BY: DIANE LOTT, BROKER PARADISE FOUND REALTY
Investing in a timeshare can be alluring for those Americans that take annual vacations and prefer to have the flexibility of going to the same place, or not, every year without the financial commitment of owning a vacation home. A typical time sharing plan divides a vacation home or condominium into 52 weeks or “shares”. Buyers may purchase one or more weeks of ownership of a condominium at a specific location. The price of that week depends upon the time of the year, the property’s amenities, the homes’ or condos size (square footage; beds/baths), and/or the location within the building.
There are laws that govern the sale of timeshares, for instance, the Florida Real Estate Time-Share Act. This Act applies to all time-sharing plans within Florida and those that are sold outside of the state but marketed within the state of Florida. It also regulates the re-sale of time-shares.
The developer of the time-share property must disclose pertinent facts about the property to each potential buyer within its contract.
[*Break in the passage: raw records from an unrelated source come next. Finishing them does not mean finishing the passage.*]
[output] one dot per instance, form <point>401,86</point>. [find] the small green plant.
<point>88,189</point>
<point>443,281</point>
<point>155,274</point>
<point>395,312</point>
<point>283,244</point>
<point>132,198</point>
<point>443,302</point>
It must establish the time-share’s duration, the amount the buyer owes, the form of ownership, and the ten-day cancellation period. Timeshare ownership consists of two types: interval or “right-to-use”. Interval ownership allows the buyer to receive a recordable deed and gives the buyer the right to sell or rent the property.
Right-to-use time sharing is temporary, lasting from 40-99 years. After that, the property converts back to the developer.
Sometimes, a buyer regrets having purchased a timeshare from a developer. When that occurs, there is “cancellation clause” within the contract that allows for the buyer to cancel the contract. The buyer is then able to cancel without penalty within the initial 10 days of the contract by notifying the developer in writing of the intent to cancel. The notice of cancellation will be effective on the date it is sent to the developer at the developer’s address. I highly recommend that the letter be sent via registered mail requiring a signature to ensure that there is a paper trail to prove that it was received.